Wir wünschen dir alles Gute und das bestmögliche Erlebnis beim Lesen dieser besonderen Geschichte.

Anne und das Impress-Team

1. Kapitel

Ein paar Schneeflocken folgen mir durch die schwere Stahltür, die ich nur durch die Kraft meines gesamten Körpers zum Öffnen bewegen kann. Ich stapfe hinein, doch innen erwartet mich keine Erleichterung von der beißenden Kälte. In der Eishalle ist es nur ein paar Grad wärmer als draußen. Missmutig nehme ich einen Schluck von meinem dampfenden Lebkuchen-Bratapfel-Tee und genieße die Wärme, die sich langsam ihren Weg ins Innere meines Körpers bahnt.

»Wieso beginnt das Training noch mal mitten in der Nacht?«, frage ich meinen besten Freund Sam, der mit mir die Halle betreten hat und sich die Schneeflocken aus seinen aschblonden Haaren schüttelt.

»Es ist morgens, Sofia«, widerspricht er mir deutlich wacher, als ich es von mir behaupten kann.

Ich zeige durch die sich träge hinter uns schließende Tür auf den Himmel.

»Himmel dunkel. Nichts Sonne. Nacht«, schlussfolgere ich kategorisch.

»Komm«, sagt er lachend, legt seinen Arm um meine Schulter und zieht mich zur Umkleidekabine. Aus der Ferne hört man bereits die ersten Kufen über das Eis kratzen. Es soll Leute geben, die sogar noch früher als ich aus dem Bett kommen und tatsächlich mitten in der Nacht ihr Training beginnen.
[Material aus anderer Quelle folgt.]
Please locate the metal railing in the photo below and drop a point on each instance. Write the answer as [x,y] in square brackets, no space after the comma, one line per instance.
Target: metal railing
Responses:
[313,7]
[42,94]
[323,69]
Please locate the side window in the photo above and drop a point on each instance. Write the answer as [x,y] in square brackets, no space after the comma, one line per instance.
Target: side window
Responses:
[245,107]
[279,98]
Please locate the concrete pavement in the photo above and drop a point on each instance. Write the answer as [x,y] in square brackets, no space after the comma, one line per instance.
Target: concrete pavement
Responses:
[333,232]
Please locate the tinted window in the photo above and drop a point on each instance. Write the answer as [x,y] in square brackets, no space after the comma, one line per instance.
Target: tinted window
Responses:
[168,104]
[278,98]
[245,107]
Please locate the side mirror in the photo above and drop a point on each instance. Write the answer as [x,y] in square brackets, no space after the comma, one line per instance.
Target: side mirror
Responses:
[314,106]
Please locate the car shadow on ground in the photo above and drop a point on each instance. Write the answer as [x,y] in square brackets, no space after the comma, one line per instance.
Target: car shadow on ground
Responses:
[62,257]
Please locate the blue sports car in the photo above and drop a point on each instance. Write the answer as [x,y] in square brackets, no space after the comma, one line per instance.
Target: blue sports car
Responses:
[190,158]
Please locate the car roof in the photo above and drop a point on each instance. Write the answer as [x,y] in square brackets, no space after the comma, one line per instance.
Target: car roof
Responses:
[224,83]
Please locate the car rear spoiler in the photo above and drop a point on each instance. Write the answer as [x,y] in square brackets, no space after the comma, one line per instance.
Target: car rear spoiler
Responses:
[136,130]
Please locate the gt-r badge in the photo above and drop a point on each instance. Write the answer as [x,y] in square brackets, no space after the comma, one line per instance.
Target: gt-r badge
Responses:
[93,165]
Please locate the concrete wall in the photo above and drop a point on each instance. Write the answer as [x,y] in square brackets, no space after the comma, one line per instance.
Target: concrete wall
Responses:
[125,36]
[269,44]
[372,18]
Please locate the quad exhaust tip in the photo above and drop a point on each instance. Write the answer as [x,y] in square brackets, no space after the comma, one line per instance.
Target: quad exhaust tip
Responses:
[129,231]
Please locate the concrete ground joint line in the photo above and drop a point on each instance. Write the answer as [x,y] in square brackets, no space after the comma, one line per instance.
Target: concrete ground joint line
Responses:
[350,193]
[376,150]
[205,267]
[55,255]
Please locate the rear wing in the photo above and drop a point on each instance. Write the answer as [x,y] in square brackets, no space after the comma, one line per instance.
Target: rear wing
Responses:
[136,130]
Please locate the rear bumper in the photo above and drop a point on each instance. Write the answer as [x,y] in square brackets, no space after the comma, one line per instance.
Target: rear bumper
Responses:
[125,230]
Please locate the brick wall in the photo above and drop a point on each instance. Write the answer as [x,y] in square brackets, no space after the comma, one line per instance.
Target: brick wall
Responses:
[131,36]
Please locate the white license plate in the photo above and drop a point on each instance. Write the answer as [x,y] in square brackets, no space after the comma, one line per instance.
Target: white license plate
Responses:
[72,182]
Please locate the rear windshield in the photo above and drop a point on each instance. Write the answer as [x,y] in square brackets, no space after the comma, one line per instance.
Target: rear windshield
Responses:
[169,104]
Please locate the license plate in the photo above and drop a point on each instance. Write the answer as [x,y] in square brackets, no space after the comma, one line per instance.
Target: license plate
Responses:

Auf einer Vielzahl an Bänken in der großen Umkleidekabine, die nicht viel schöner ist, als man es vom Schulsport kennt, hat sich bereits eine Gruppe Eiskunstläufer und Eiskunstläuferinnen ausgebreitet, sodass Sam und ich uns über Schlittschuhe und Taschen stolpernd in die hintere Ecke verziehen.

Die meisten sind trotz der frühen Stunde schon munter und unterhalten sich in kleinen Grüppchen bei einem ersten Aufwärmen oder dem Anziehen der Schlittschuhe. Wie jeden Morgen liegt eine gespannte Atmosphäre in der Luft. Niemand weiß so recht, was einem der heutige Tag auf dem Eis bringen wird.

»Und, heute schon jemanden zum Weinen gebracht, Winter?«, ruft es aus dem Zentrum der lautstärksten Gruppe des Raums zu uns herüber.

Dieser absolute Banger von einem Witz kommt von niemand Geringerem als Lev Robinson persönlich, der wie die Ameisenkönigin inmitten der wuselnden Menge steht. Er ist die unangefochtene Nummer eins in unserer Eislaufgruppe. Die gesellschaftliche Sonne. Jeder will ein wenig von seiner Aufmerksamkeit abbekommen und in seinen Strahlen baden.

Wie es sich gehört, hasse ich ihn, obwohl ich trotzdem zugeben muss, dass ich die anderen verstehen kann. Lev hat diesen Effekt auf Menschen, durch den man sich selbst ein bisschen besonderer fühlt. Er gibt den Leuten um ihn herum das Gefühl, gesehen zu werden.

Warum ich ihn dennoch hasse? Im letzten Jahr bin ich für das Training der Anfänger und Anfängerinnen zuständig gewesen und direkt während der ersten Stunde ist ein Junge dabei schlimm gestürzt. Sein Weinen hat so laut durch die hohe Eishalle gehallt, dass mir von dort an der Ruf als Kinderschreck sicher war. Völlig ungerechtfertigt übrigens, denn nur fünf Minuten später ist der Kleine wieder ohne Probleme über das Eis geflitzt. Dank Levs superwitzigem Running Gag, wie viele arme kleine Kinder ich denn heute zum Weinen bringen werde, wurde ich in diesem Jahr nicht erneut darum gebeten eine Trainingsgruppe zu übernehmen. Meine Sympathie für Lev Robinson hält sich seitdem in Grenzen.

»Willst du der Erste sein?«, gebe ich nach außen hin ungerührt zurück, obwohl in mir die Wut über den Verlust des Trainerjobs brodelt.

Ein Uhhh ertönt aus der Menge und einer von Levs Freunden mit längeren, dunklen Haaren klopft ihm auf den Rücken.

»Es wäre mir eine Ehre, von dir zum Weinen gebracht zu werden«, antwortet Lev und legt sich gespielt gerührt die Hand auf sein Herz.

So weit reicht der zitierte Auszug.